Hang time at Hizemans

May 2021 View more

As with many things in the hypercompetitive world of sports, the calculus at work in the sports bar arena often tends toward the equation of “bigger = better,” with many establishments leaning into this mindset by trumpeting their hangar-like square footage, encyclopedic menus, and can-you-top-this food and drink specials that sometimes read more like dares than enticements.

But the crew behind the popular Empire Burger Bar is looking to upend that stereotypical blueprint with its new sports bar in downtown Naperville. With a name that plays on that of the Heisman Trophy of college football fame, Hizemans (218 S. Washington St., 630.362.6872, hizemans.com) gives a stiff-arm to any preconceived notion of what a place like this can, or should, be.
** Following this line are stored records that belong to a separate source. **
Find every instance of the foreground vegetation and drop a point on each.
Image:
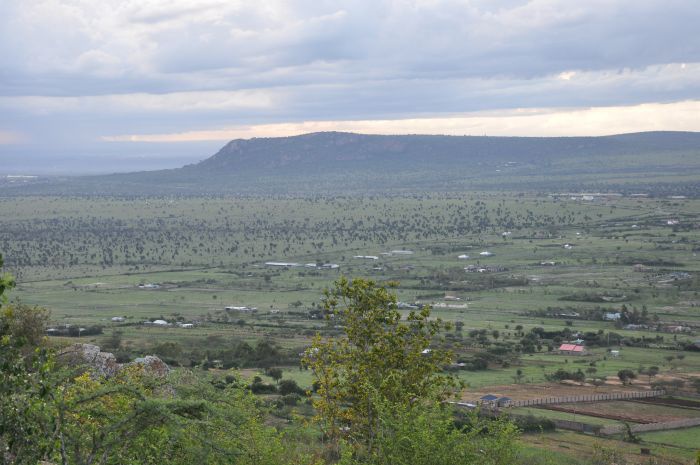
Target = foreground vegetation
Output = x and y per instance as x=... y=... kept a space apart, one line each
x=108 y=268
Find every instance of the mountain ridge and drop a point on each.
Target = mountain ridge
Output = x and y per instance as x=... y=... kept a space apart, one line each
x=341 y=162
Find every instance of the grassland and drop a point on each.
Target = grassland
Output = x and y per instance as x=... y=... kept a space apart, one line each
x=88 y=260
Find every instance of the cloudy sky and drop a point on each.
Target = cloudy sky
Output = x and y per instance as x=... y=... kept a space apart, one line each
x=103 y=85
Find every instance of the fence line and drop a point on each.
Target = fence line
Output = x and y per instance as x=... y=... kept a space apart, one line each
x=586 y=398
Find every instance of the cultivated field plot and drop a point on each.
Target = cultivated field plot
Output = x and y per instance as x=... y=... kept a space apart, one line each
x=237 y=283
x=629 y=411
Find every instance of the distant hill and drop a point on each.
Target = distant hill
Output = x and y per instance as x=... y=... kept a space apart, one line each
x=342 y=163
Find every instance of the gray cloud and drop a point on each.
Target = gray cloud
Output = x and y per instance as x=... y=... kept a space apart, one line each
x=75 y=71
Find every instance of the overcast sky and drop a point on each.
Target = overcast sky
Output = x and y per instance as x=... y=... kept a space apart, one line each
x=103 y=85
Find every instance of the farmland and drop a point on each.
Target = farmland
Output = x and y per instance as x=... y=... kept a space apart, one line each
x=557 y=265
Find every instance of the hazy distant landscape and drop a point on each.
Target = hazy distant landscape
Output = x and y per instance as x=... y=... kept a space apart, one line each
x=659 y=163
x=358 y=232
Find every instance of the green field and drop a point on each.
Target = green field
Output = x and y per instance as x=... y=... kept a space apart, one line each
x=89 y=260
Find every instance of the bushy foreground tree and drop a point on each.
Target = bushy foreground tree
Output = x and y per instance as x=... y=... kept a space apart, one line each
x=380 y=387
x=74 y=417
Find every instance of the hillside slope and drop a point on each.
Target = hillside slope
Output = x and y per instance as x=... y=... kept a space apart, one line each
x=659 y=163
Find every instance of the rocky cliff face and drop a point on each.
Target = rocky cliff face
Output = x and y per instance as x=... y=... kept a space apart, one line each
x=104 y=364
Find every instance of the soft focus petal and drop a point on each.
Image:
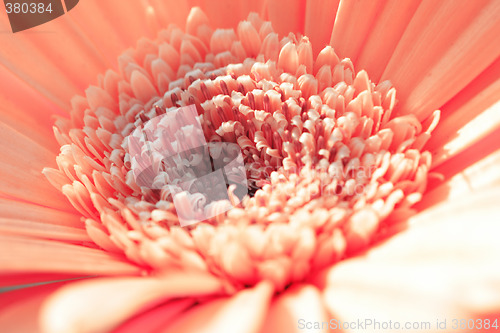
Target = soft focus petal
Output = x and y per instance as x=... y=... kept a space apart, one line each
x=28 y=255
x=156 y=318
x=242 y=313
x=20 y=167
x=19 y=309
x=427 y=68
x=299 y=304
x=443 y=266
x=123 y=296
x=469 y=116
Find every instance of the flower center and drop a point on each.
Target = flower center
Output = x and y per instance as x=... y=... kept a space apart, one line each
x=329 y=163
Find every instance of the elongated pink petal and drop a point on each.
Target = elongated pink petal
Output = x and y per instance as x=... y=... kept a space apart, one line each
x=424 y=66
x=293 y=10
x=22 y=162
x=125 y=295
x=319 y=18
x=157 y=318
x=243 y=313
x=444 y=265
x=291 y=311
x=19 y=309
x=28 y=255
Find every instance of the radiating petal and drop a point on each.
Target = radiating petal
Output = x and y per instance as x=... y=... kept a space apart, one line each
x=27 y=255
x=21 y=168
x=242 y=313
x=427 y=68
x=319 y=18
x=157 y=318
x=443 y=266
x=290 y=312
x=19 y=309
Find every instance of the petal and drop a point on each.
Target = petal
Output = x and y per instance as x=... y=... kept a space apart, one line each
x=444 y=265
x=26 y=255
x=467 y=117
x=19 y=309
x=155 y=319
x=477 y=128
x=319 y=19
x=291 y=311
x=428 y=69
x=353 y=22
x=242 y=313
x=286 y=16
x=227 y=13
x=21 y=168
x=460 y=181
x=70 y=308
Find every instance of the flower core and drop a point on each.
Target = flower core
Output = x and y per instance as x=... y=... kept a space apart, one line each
x=329 y=162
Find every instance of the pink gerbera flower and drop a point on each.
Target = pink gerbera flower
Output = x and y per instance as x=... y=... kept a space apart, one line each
x=365 y=204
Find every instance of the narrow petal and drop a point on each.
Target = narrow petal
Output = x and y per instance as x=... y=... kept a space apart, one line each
x=242 y=313
x=26 y=109
x=460 y=181
x=19 y=309
x=468 y=117
x=353 y=22
x=26 y=255
x=427 y=68
x=19 y=152
x=125 y=295
x=286 y=16
x=384 y=36
x=291 y=311
x=157 y=318
x=319 y=19
x=443 y=265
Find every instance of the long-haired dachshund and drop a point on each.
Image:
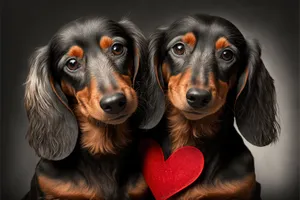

The requisite high-definition buffet of televised competition is offered up, of course, but all within the cozier and higher-end confines of a different kind of sports bar.

“We can see almost anyone coming in to enjoy themselves at Hizemans,” says owner Will Cullen. “Whether it’s a group of girlfriends sharing some punch bowls, a family coming in for dinner, or a bunch of guys coming to watch the game, our goal was to take the sports viewing experience to a new level in a more polished but still casual setting.”

Big Bird chicken sandwich

Small Ball
Wedged into a tight spot on Washington, Hizemans’ long, narrow footprint lends itself to a more intimate and urban feel than the typical sprawling warehouse setup of so many of its sports bar brethren (this writer was immediately reminded of a more upscale version of McGee’s Tavern & Grille near the DePaul University campus in Lincoln Park [insert your own blurry collegiate memory here]). While the tufted leather booths, antique brass lighting, and custom maple bar top could lead one to believe Hizemans just might be outkicking its coverage a bit, the 20-foot wall of televisions showing everything from baseball to bowling to badminton brings everything back into focus. Despite the luxe accoutrements, at its heart this is still just a great place to watch the game.

In keeping with the higher-end and more condensed scene, the menu here, too, is a compact but elevated take on the traditional sports bar lineup. While the beverage slate is fairly expansive—with more than two dozen draft and canned beer selections sharing space with a host of agaves, whiskeys, and craft cocktails like the H.O.F. (Hall of Fame), a newfangled old-fashioned made with Redwood bourbon and bacon-infused maple syrup—the food selection is a more streamlined affair, covering the tried-and-true sports bar bases while managing to work in a few signature moves.

Ecto cooler

Next Level
Buffalo chicken wings are, of course, one of those sports bar staples. And while Hizemans naturally serves up the wings themselves (albeit in their whole free-range form here, a far cry from the 10-cent breaded bones at many places), we decided to get our Buffalo fix from the Buff Chix waffle fries—a tangy, messy, delicious poutine platter. Given the corporate lineage, it was not at all surprising to find a trio of solid burger creations on the menu, including the cheese-from-all-angles Patty Lucy. But we opted instead for a couple of sandwiches: one right down the middle, the other much more of a curveball.

Even as we live through what historians will surely deem peak chicken sandwich times, the Hizemans Big Bird stands out—not for any particular novelty, mind you, but rather as a straightforward, well-executed entry that nevertheless manages to rise above its simplicity. The Elote Dog, meanwhile, has no obvious comparative peer. A bit of an aesthetic train wreck (though no more so than a classic Chicago-style dog), this Wagyu beef dog truly delivers in the flavor department, tucked beneath a blanket of nontraditional toppings like bacon, charred corn, elote slaw, queso fresco, jalapeño crema, and cilantro. Unconventional to be sure, but as hot dogs go, this is an all-star turn.

Looking to send our sweet tooth out smiling—and armed with memories of the greasy-good doughnuts at Empire—we finished up with an order of the funnel fries: deep fried dough with cinnamon sugar, powdered sugar, and chocolate sauce, the lone dessert on the menu. Not surprisingly, they turned out to be very much like the standard carnival treat, but somehow just a few steps up. And therefore an apt representation of the overall Hizemans philosophy.